From hurricanes and hailstorms to wildfires and floods, natural disasters are increasingly wreaking physical—and financial—havoc across the world. Fueled by a changing climate, the phenomenon is creating a complex knot of challenges for property owners, insurance companies, and policymakers.
That’s where Benjamin Collier comes in. An associate professor of risk and insurance, Collier’s research examines how insurance markets respond to growing climate risk, as well as how uninsured businesses and households financially manage these disasters.
Globally, only around 40% of losses from natural disasters are insured in any given year—and even with insurance, expensive disaster losses may not always be fully covered.
“Today’s budgets are often very tight,” says Collier, the Welch Family Professor in Business who joined WSB’s faculty in 2025. “Without insurance, most people don’t have the financial resources to take on major home repairs, much less replace a lost home if needed.”
In the U.S., many underinsured property owners turn to low-interest government loans, which provide emergency credit to help eligible applicants cover their damages.
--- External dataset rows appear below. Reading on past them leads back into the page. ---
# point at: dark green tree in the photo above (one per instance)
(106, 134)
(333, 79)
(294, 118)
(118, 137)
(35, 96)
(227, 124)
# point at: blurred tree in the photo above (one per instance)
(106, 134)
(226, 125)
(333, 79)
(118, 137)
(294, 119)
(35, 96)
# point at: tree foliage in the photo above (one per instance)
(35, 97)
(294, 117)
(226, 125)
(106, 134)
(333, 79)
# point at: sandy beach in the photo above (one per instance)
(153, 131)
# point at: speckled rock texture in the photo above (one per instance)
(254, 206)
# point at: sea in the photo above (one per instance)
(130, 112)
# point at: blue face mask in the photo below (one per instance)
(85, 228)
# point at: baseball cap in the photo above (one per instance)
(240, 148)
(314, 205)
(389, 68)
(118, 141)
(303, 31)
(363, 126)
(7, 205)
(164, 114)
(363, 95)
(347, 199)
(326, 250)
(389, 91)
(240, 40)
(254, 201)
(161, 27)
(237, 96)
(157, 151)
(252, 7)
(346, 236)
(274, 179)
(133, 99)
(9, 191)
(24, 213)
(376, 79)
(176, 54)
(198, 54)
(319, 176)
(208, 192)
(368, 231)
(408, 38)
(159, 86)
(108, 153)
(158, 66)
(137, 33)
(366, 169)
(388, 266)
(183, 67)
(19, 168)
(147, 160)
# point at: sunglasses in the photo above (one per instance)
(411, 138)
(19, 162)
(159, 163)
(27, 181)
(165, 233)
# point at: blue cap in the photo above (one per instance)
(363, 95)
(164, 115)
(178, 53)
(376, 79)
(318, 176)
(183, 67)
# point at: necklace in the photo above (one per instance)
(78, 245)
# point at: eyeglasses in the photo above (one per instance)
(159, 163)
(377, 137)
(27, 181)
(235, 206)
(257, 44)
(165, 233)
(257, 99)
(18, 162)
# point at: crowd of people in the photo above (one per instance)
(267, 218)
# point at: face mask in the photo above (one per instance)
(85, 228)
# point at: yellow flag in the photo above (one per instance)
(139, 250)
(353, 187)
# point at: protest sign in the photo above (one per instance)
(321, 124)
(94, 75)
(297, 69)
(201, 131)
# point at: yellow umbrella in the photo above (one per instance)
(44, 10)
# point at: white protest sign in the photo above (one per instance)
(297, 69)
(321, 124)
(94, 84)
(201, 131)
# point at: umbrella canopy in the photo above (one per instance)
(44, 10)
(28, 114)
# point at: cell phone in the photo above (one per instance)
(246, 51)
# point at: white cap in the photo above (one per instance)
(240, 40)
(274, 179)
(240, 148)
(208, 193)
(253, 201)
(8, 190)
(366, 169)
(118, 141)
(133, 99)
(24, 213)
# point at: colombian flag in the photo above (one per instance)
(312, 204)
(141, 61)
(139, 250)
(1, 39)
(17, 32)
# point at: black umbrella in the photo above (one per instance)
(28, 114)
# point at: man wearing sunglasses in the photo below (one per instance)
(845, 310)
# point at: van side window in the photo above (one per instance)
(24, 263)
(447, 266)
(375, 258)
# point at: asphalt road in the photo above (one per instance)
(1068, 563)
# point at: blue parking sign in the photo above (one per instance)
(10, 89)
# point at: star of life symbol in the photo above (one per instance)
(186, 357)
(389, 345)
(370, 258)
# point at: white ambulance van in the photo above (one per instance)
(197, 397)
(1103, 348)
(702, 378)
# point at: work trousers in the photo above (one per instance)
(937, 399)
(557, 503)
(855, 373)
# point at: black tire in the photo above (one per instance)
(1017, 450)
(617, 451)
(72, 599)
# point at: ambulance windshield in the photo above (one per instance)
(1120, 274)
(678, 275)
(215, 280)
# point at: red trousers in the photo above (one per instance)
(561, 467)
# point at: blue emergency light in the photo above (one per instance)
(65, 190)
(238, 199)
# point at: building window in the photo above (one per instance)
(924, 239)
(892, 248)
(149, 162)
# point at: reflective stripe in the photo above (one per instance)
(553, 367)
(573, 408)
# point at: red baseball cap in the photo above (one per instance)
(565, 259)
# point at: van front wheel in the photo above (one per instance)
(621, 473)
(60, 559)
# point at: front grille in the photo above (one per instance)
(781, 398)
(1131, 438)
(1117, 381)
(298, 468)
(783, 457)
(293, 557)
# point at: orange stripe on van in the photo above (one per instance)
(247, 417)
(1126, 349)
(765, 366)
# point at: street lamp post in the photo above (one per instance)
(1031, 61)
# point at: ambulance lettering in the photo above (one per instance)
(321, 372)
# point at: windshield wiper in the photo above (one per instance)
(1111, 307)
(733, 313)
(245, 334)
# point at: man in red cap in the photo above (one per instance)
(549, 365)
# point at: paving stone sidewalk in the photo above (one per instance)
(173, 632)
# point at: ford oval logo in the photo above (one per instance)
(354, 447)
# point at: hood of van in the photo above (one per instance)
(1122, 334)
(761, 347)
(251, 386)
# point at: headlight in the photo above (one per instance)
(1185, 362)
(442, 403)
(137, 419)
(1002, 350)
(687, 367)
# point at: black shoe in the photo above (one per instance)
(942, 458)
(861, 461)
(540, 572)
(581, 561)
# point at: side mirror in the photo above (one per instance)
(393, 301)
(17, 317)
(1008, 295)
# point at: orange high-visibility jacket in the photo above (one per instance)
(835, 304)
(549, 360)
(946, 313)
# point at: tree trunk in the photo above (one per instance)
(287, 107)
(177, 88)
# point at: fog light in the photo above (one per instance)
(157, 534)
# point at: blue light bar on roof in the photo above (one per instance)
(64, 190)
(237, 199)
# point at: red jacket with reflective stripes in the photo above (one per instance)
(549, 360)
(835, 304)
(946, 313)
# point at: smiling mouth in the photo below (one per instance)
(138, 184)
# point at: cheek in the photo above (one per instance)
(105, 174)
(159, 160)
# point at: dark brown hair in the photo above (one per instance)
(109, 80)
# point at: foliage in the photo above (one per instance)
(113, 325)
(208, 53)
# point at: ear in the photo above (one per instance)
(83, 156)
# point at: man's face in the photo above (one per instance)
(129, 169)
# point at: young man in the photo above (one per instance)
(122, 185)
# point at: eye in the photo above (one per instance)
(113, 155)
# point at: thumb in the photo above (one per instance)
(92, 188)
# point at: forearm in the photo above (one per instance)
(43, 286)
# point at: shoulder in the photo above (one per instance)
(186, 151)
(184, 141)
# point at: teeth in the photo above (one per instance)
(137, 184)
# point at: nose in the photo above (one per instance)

Conversely, these loans can also saddle homeowners with unplanned debt, leading Collier to study whether this program truly helps affected homeowners avoid a financial spiral in the months and years after a disaster.
Analyzing credit record data, Collier found that these loans do have significant and persistent positive effects, mitigating initial financial shock while also decreasing a borrower’s likelihood of filing for bankruptcy by 61% in the three years following the disaster.
“Loan recipients were also more likely to attract future private borrowing, which tends to signal positive recovery,” says Collier.
Businesses can also take low-interest disaster recovery loans from the government. Collier finds a similar result when studying these business borrowers, who are less likely to experience severe delinquencies or even close permanently following a disaster.
“UW can really leverage its expertise … to help individual homeowners and communities become more resilient.”
—Benjamin Collier
While government loans offer a critical safety net, Collier’s research also examines the primary line of defense: the private insurance market. More specifically, he looks at how home insurance premiums, which have steadily increased in recent years, truly reflect the growing climate risk.
It’s been a difficult question to answer, as insurers are typically reluctant to share how they estimate and price risk. But Collier has been able to leverage publicly available data and catastrophe models in Florida—the state with America’s highest homeowner’s insurance premiums due to increasing hurricane risk—to draw some interesting conclusions.
“Since 2006, Florida has seen a 50% increase in risk, but premiums have gone up by more than 200%,” he says. “We’re finding that a dollar increase in the modeled expected loss actually results in a $4 increase in premiums that people pay.”
It’s an imbalance that Collier says can be largely explained by the fact that local insurance companies are now turning to large, global reinsurance companies—who effectively insure the insurers—for help as losses mount.
“These firms are better positioned to take on disaster risk and try to diversify it with a global portfolio,” says Collier. “They charge large amounts to take on these risks and that cost is passed through to the customer.”
As reliance on reinsurance grows, Collier says policymakers may need to eventually intervene to keep prices in check. Among the potential interventions would be the creation of a U.S. government reinsurer, which Collier says could lead to lower, more consistent prices of catastrophe reinsurance.
For now, Collier is focused on building a body of research to help inform future decision making and says UW–Madison has the power and the engaged, local partners to chart a course forward.
“We’ve got local policymakers, the state insurance regulator, and one of the largest insurance companies in the country, American Family Insurance, right here in our backyard,” says Collier. “There’s a strong opportunity to build coalitions here, and UW can really leverage its expertise in this space to help individual homeowners and communities become more resilient moving forward.”